I am trying to deploy Ray to Kubernetes using a custom Docker image. I cannot use any Ray base Docker images for my use case, so I need to install Ray in my own image. This is made more complicated by the fact that I am using a custom Python interpreter wrapped in a shell script. I am able to run ray
using this pattern in my container:
/path/to/python.sh /path/to/python/bin/ray start|stop|etc.
My question is how I can use this pattern with a RayJob. I found that I can set the command for my worker and head nodes directly:
containers:
- name: head
image: my-custom-image
command:
[
"/path/to/python.sh",
"/path/to/python/bin/ray",
"start",
"--head",
]
...
containers:
- name: worker
image: my-custom-image
command:
[
"/path/to/python.sh",
"/path/to/python/bin/ray",
"start",
"--address='$(RAY_HEAD_SERVICE_HOST):6379'",
]
lifecycle:
preStop:
exec:
command:
[
"/bin/sh",
"-c",
"/path/to/python.sh",
"/path/to/python/bin/ray",
"stop",
]
With this I am able to start the cluster, but when I inspect the logs for my head node, I see this:
2024-07-09 13:34:39,326 INFO scripts.py:767 -- Local node IP: 10.0.16.61
2024-07-09 13:34:43,261 SUCC scripts.py:804 -- --------------------
2024-07-09 13:34:43,261 SUCC scripts.py:805 -- Ray runtime started.

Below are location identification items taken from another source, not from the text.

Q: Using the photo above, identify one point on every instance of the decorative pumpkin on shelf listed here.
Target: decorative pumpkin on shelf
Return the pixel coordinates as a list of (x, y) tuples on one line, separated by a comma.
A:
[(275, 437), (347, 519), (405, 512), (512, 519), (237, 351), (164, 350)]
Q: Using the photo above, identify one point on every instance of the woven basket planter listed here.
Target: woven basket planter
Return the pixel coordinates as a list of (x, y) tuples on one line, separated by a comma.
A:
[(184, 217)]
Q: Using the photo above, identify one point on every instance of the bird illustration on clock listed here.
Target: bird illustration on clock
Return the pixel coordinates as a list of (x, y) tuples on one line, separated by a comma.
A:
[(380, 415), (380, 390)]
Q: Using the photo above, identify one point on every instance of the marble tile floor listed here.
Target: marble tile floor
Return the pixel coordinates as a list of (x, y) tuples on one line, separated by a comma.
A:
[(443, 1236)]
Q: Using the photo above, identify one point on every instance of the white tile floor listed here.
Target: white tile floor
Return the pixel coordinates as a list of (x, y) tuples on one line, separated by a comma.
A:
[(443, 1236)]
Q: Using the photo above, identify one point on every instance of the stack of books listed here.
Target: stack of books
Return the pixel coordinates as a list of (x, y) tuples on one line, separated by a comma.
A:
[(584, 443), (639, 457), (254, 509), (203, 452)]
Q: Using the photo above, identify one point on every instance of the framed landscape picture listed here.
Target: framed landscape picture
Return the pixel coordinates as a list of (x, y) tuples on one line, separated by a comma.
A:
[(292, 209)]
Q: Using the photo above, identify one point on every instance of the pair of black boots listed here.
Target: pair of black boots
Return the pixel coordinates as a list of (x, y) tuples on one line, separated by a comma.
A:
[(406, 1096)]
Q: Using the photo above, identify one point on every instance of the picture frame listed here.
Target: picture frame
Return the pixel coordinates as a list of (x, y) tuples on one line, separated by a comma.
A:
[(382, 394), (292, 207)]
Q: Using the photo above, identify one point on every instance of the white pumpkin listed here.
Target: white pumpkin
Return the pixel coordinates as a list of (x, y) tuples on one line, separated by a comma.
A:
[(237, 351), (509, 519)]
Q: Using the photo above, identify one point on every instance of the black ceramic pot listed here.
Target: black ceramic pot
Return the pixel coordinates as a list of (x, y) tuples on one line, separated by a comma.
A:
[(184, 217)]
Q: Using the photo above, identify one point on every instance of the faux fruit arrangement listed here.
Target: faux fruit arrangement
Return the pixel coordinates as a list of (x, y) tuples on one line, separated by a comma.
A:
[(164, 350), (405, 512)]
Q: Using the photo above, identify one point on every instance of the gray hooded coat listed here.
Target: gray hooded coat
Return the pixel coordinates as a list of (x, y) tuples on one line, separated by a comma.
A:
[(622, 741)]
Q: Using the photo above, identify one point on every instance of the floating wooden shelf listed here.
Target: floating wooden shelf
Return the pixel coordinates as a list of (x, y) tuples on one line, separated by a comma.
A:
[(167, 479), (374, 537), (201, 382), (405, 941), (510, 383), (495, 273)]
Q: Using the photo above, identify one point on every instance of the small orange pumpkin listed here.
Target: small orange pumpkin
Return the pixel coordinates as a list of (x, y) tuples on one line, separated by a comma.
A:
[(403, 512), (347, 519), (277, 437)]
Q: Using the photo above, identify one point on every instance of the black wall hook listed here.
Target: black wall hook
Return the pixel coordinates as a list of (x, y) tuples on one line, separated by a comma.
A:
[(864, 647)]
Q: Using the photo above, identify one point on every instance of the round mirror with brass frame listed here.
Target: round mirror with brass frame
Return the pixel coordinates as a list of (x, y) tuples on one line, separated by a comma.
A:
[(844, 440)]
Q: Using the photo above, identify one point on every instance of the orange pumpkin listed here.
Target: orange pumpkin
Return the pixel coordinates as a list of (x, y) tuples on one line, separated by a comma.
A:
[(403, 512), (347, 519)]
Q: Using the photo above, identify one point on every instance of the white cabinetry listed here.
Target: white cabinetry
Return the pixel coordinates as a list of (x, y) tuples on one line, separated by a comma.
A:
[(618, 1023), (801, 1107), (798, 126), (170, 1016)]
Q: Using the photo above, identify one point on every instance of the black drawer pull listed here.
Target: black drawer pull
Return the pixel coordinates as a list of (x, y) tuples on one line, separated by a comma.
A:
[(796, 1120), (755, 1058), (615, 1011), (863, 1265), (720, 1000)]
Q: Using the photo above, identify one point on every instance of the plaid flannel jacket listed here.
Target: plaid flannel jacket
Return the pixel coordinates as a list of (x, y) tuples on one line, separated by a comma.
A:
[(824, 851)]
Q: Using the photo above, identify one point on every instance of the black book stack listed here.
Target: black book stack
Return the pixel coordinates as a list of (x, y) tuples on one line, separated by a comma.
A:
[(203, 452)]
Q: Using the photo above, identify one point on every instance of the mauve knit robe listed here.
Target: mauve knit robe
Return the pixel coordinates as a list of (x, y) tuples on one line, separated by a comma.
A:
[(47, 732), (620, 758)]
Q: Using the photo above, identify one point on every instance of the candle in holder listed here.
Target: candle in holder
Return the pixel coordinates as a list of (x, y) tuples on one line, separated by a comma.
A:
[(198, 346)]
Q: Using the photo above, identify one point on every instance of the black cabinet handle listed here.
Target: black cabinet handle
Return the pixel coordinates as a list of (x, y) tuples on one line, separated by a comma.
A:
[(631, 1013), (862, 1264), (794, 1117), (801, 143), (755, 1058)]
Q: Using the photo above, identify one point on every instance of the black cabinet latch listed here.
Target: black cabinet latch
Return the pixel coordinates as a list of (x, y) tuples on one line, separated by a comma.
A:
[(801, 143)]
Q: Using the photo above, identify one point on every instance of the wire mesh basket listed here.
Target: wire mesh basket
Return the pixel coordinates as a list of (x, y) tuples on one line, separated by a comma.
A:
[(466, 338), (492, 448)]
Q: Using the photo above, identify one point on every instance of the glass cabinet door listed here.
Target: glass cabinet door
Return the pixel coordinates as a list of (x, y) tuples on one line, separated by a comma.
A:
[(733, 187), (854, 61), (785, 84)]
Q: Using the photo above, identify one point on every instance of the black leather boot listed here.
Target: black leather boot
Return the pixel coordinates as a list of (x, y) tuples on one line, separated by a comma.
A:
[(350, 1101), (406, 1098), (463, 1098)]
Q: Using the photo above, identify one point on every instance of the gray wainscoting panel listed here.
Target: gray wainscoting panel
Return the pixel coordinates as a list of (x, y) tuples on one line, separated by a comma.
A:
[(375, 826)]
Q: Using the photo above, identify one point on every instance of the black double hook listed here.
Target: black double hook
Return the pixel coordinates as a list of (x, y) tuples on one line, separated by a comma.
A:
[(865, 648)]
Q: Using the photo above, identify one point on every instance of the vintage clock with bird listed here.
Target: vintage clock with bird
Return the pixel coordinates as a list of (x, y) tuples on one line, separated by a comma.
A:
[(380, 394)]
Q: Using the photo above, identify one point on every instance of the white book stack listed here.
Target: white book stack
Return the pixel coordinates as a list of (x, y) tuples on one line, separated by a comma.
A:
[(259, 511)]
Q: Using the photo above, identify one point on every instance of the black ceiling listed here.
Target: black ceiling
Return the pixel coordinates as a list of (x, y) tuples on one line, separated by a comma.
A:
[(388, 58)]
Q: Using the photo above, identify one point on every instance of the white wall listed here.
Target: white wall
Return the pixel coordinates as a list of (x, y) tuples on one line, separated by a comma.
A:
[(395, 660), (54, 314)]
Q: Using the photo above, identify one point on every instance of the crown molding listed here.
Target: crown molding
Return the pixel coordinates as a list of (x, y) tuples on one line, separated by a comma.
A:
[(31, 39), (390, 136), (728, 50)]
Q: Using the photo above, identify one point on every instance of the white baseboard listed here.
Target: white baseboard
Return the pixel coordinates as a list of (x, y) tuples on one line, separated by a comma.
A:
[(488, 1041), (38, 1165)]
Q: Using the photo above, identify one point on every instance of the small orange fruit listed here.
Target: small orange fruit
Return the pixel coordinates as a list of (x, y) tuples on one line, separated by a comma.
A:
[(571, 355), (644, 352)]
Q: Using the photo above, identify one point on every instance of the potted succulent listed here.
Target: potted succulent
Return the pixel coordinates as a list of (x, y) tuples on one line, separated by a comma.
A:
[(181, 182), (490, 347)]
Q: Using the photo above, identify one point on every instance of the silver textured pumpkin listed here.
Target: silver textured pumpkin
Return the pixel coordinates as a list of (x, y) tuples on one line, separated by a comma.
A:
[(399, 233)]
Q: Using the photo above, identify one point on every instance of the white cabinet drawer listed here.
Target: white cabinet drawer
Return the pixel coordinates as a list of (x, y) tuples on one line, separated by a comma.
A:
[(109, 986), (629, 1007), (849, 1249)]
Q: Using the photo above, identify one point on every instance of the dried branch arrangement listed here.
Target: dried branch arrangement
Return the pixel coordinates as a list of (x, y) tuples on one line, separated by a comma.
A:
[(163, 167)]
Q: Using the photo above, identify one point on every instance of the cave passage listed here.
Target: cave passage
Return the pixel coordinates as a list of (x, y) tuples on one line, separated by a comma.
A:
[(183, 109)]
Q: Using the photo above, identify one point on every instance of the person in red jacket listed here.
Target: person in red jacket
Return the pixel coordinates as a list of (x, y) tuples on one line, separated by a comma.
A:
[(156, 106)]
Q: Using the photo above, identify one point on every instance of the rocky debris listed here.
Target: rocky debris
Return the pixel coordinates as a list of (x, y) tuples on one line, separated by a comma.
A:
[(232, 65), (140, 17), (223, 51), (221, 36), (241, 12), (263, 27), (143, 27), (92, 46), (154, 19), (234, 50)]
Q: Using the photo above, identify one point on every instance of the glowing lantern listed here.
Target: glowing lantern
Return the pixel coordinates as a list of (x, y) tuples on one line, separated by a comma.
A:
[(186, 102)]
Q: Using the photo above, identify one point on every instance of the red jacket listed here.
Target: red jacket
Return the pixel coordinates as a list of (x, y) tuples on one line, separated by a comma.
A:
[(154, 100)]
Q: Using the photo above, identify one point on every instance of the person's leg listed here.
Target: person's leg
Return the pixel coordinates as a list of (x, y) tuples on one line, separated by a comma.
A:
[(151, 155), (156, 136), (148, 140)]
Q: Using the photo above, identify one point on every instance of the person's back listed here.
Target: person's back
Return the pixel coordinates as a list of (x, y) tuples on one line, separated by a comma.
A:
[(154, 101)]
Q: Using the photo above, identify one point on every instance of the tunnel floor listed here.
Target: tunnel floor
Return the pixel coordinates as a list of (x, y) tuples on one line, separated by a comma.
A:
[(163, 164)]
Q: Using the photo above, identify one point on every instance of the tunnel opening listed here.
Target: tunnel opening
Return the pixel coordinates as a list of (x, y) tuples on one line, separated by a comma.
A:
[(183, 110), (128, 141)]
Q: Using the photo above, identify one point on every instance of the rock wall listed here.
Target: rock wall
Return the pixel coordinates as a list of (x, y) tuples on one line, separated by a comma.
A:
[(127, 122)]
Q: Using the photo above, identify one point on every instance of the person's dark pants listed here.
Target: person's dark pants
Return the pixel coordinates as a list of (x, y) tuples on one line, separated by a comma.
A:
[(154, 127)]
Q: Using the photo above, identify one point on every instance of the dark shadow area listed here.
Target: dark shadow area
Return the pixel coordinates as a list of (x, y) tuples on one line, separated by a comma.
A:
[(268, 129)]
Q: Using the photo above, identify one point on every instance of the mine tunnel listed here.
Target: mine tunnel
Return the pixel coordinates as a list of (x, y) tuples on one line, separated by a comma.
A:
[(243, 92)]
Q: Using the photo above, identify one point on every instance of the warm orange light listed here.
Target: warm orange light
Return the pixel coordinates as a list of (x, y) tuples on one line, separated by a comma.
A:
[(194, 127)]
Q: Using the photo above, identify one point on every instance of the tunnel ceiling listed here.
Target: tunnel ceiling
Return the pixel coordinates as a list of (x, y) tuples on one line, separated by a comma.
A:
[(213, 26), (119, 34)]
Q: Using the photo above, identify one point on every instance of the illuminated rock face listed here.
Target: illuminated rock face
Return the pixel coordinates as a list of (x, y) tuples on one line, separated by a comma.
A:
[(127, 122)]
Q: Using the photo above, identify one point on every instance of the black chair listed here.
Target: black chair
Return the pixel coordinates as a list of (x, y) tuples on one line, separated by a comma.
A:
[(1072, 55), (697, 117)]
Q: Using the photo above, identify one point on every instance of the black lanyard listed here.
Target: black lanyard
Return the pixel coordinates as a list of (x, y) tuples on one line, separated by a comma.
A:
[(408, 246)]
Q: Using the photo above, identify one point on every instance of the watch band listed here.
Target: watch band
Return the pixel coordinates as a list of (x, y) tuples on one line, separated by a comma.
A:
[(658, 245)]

2024-07-09 13:34:43,261 SUCC scripts.py:806 -- --------------------
2024-07-09 13:34:43,261 INFO scripts.py:808 -- Next steps
2024-07-09 13:34:43,261 INFO scripts.py:811 -- To add another node to this Ray cluster, run
2024-07-09 13:34:43,261 INFO scripts.py:814 -- ray start --address='10.0.16.61:6379'
2024-07-09 13:34:43,261 INFO scripts.py:823 -- To connect to this Ray cluster:
2024-07-09 13:34:43,262 INFO scripts.py:825 -- import ray
2024-07-09 13:34:43,262 INFO scripts.py:826 -- ray.init()
2024-07-09 13:34:43,262 INFO scripts.py:838 -- To submit a Ray job using the Ray Jobs CLI:
2024-07-09 13:34:43,262 INFO scripts.py:839 -- RAY_ADDRESS='http://127.0.0.1:8265' ray job submit --working-dir . -- python my_script.py
2024-07-09 13:34:43,262 INFO scripts.py:848 -- See https://docs.ray.io/en/latest/cluster/running-applications/job-submission/index.html
2024-07-09 13:34:43,262 INFO scripts.py:852 -- for more information on submitting Ray jobs to the Ray cluster.
2024-07-09 13:34:43,262 INFO scripts.py:857 -- To terminate the Ray runtime, run
2024-07-09 13:34:43,262 INFO scripts.py:858 -- ray stop
2024-07-09 13:34:43,262 INFO scripts.py:861 -- To view the status of the cluster, use
2024-07-09 13:34:43,262 INFO scripts.py:862 -- ray status
2024-07-09 13:34:43,262 INFO scripts.py:866 -- To monitor and debug Ray, view the dashboard at
2024-07-09 13:34:43,262 INFO scripts.py:867 -- 127.0.0.1:8265
2024-07-09 13:34:43,262 INFO scripts.py:874 -- If connection to the dashboard fails, check your firewall settings and network configuration.
/bin/bash: line 1: ray: command not found
The last line causes the container to fail. My guess is that I have set the start and stop commands correctly but there are other processes running that also need to access the ray executable and cannot find it. Is there a way I can set the path in the RayJob configuration? Or do I need to modify my base Docker image in some way?